While you hope you never need to use your car insurance policy, odds are that you will. When you have an accident or your car is stolen or suffers some other mishap, you should already have a plan in place for what to do.

The decision about filing a claim begins even before you buy the insurance, and you should have answers to these questions:

  • What are the coverage terms and limits of the policy?
  • How much money can you afford to shell out of your own pocket, and what's the market value of your vehicle? These two answers will govern the size of the deductible you select for the collision and comprehensive parts of the policy. If you have a $1,000 deductible, for example, you'd pay the first $1,000 of the repair bill and insurance would cover the rest. Check out our Car Insurance Glossary for more on deductibles.
  • Will your insurer raise your rates or even cancel your policy if you're in an accident? You need to know this before you buy the policy. It should be spelled out in the policy but you should make sure you speak to the insurer's representative and get an explanation in language you can understand.
  • If you file a claim, what is your insurer's policy on the type of repair parts that will be used to fix your car? Few people worry about this at the time they buy a car insurance policy. They should -- check out our Car Inurance Secrets: Repair Parts guide to learn why.

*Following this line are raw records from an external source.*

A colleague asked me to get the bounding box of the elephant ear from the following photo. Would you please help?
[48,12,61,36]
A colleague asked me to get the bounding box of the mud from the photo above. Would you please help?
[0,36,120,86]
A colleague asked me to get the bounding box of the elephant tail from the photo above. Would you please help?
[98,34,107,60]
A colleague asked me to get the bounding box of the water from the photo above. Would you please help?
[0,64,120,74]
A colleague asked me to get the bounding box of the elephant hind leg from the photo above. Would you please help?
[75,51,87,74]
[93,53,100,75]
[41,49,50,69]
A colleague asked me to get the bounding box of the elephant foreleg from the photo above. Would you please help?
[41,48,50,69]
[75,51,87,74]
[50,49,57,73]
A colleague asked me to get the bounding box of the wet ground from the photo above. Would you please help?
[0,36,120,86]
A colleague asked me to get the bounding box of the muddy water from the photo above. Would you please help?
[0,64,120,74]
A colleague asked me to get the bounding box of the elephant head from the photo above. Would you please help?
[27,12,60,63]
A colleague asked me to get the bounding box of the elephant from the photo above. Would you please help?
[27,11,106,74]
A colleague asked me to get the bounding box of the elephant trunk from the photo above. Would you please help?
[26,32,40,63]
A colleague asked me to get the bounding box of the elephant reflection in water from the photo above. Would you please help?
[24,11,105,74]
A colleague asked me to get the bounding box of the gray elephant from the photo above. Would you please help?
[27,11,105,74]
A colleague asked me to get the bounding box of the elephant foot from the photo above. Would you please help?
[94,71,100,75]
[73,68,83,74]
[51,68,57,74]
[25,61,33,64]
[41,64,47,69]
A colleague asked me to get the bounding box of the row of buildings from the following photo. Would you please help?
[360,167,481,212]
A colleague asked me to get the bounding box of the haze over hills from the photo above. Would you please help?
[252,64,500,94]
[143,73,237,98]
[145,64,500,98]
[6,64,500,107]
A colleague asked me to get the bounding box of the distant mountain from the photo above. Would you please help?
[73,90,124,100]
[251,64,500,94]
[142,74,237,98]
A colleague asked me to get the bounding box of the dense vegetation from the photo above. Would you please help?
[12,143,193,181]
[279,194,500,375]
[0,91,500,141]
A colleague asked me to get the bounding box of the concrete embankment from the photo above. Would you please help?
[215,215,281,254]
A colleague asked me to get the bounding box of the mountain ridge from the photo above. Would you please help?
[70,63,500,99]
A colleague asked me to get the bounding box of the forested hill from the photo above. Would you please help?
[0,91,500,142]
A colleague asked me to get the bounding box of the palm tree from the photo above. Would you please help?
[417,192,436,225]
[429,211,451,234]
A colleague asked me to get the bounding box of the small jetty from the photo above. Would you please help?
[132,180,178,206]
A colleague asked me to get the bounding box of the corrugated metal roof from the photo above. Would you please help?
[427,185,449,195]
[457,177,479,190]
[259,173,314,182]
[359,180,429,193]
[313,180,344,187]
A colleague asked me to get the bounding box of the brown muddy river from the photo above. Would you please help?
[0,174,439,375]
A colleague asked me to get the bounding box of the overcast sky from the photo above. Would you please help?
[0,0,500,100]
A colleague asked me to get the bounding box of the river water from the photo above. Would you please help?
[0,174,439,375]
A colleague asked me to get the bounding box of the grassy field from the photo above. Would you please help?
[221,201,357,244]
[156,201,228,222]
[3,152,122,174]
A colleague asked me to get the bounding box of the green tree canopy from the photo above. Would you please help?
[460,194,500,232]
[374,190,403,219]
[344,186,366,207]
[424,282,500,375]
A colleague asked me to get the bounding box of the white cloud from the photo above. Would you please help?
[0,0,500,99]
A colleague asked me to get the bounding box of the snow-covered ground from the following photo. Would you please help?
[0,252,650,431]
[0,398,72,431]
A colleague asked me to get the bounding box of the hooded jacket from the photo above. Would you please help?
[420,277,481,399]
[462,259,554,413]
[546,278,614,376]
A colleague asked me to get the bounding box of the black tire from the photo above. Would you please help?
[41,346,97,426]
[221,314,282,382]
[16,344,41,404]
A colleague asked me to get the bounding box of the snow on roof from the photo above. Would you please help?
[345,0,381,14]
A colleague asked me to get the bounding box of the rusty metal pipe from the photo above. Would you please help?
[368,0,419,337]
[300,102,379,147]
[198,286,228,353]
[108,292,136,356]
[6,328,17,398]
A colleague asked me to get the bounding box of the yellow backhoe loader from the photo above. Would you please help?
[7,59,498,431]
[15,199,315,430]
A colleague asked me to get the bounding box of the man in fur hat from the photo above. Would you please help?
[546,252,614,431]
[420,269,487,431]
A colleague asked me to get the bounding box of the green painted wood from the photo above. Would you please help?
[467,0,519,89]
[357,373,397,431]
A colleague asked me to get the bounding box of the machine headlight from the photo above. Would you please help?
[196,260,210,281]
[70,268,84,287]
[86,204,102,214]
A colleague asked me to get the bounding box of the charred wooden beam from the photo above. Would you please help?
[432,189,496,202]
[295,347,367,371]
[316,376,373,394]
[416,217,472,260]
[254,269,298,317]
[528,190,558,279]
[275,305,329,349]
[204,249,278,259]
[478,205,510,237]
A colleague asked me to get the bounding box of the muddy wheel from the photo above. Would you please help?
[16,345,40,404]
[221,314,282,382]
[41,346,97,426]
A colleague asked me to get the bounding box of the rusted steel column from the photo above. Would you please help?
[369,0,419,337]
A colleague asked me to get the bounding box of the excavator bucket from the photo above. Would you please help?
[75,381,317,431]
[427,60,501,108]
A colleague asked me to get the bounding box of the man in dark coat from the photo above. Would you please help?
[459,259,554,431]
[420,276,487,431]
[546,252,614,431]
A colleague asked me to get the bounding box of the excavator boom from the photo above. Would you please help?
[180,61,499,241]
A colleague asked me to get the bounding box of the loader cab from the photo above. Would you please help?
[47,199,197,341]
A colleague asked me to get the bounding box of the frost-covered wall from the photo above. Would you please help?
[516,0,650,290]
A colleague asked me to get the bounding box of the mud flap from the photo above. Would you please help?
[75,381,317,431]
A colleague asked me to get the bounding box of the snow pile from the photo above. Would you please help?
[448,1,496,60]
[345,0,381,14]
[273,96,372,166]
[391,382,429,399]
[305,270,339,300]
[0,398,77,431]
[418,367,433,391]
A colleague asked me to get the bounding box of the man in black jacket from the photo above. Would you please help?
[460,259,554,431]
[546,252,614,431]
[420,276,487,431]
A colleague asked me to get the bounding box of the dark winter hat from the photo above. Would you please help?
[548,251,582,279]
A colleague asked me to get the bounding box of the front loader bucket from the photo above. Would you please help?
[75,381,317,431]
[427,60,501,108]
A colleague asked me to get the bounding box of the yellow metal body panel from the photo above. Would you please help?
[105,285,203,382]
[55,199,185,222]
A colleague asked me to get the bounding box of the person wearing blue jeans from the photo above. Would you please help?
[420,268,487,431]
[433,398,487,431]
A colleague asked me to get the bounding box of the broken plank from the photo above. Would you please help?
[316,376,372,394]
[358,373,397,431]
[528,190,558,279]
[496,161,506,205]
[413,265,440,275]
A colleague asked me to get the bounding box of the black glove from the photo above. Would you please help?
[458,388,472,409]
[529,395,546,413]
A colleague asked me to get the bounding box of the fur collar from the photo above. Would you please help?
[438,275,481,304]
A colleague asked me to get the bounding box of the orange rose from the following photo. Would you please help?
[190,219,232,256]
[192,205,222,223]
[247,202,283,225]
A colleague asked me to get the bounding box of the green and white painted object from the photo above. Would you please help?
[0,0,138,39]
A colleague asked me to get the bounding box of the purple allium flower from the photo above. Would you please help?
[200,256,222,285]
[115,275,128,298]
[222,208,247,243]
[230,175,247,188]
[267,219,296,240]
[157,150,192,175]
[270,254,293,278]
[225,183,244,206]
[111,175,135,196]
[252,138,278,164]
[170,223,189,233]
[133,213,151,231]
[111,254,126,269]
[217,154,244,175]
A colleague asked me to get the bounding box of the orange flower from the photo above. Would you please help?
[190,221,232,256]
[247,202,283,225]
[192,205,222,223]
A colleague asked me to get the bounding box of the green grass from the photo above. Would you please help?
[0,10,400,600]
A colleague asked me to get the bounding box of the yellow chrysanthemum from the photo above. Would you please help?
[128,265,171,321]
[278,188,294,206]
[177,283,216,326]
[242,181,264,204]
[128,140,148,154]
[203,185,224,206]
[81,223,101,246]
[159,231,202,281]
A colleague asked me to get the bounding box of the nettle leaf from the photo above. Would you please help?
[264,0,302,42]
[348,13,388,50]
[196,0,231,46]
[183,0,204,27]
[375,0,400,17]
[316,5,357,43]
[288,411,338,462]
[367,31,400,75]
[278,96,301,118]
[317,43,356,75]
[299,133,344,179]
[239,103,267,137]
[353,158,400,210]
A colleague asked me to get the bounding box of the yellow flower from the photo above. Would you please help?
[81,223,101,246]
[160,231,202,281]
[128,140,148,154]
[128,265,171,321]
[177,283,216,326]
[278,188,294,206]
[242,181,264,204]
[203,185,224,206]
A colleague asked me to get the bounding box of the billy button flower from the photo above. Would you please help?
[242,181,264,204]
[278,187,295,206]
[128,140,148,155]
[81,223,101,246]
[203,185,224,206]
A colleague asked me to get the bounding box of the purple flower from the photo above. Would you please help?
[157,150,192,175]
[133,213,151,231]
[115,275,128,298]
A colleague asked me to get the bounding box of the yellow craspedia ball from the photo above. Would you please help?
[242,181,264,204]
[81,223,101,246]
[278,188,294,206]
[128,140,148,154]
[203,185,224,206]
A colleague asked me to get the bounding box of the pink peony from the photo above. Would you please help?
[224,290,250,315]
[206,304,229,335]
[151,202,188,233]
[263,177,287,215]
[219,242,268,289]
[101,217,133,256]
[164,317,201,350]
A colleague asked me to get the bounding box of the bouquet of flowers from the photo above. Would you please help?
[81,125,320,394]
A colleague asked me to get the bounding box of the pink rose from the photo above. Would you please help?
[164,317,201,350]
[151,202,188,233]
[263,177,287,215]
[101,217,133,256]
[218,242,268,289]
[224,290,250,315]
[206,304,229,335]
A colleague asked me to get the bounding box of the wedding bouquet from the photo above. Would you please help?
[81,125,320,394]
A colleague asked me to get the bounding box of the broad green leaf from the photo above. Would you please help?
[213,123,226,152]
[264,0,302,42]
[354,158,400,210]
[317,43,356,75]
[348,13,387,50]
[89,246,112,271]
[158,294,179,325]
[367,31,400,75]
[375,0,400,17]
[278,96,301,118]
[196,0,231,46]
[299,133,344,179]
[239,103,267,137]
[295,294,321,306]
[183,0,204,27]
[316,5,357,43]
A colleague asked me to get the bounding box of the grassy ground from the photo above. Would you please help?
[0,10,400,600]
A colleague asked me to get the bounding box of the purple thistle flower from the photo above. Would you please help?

Some insurers say they will give you a "freebie" and will not raise rates or cancel your policy after your first accident, even if it's clearly your fault. Other insurers aren't so charitable.

If you know your insurer's cancellation and rate-hike policies, you then can decide in advance what you will do if your vehicle is in an accident.  

Another basic rule is to call your insurer whenever you're in an accident. Keep in mind that contacting your insurer and filing an insurance claim are two separate actions. It's important to establish that your actions are prompt and responsible. Telling your insurer what's going on is the sensible course.

Here's a list of questions that you should ask your insurer, according to the Insurance Information Institute, a trade group funded by insurance companies:

  • Does my policy contain a time limit for filing claims and submitting bills?
  • Is there a time limit for resolving claims disputes?
  • If I need to submit additional information, is there a time limit?
  • When can I expect the insurance company to contact me?
  • Do I need to get repair estimates for the damage to my car?
  • Will my policy pay for a rental car while my car is being repaired? If so, how much?

Now, if the accident involves personal injuries and medical costs, it is almost certain that you will need to file a claim.

If you're fortunate and only physical damages are involved, then the next bit of information you need to know is what kind of repair bill you might face. Here, there is no substitute for having a car repair shop that you know and trust. In most cases, your insurer cannot dictate who repairs your car. That's your call. You need to get a repair estimate you trust before you can decide whether to file an insurance claim or pay for the repairs yourself and avoid a claim.

If the accident involves another vehicle, you will probably exchange proof of insurance cards with the other driver and write down the relevant details. Contact your car insurer right away, and do it at the scene of the accident, particularly if there is a police report involved.

If you think the other driver was responsible for the accident or if you have any important disagreements with the other driver, call the police and request an officer at the scene. The police don't attend every fender bender but in multiple-car accidents, their reports may be crucial to determining and assigning blame for the accident.

If damages are minor and you think the accident is your fault, you may be tempted to avoid filing a claim and just agree to pay the other driver's repair bills. This is one of those decisions that insurers and "experts" will caution you against, but it's done lots of times every day.

The choice is yours but you need to get the other driver to sign a statement that says they have received "X" dollars (the specific amount of the repairs), that this satisfies any obligation you may have to them and that they will not seek further payment or damages from you. Without such an agreement, they might come after you later, and if you haven't filed a claim, your insurance company may not be legally required to defend you from such a charge.

If the accident is their fault, they may make a similar offer to you. Just make sure you are satisfied with the repair estimate on your vehicle and that you trust the repair shop to do a good job. Don't sign a waiver agreement until you've received their money for the repairs and your car has been fixed to your satisfaction.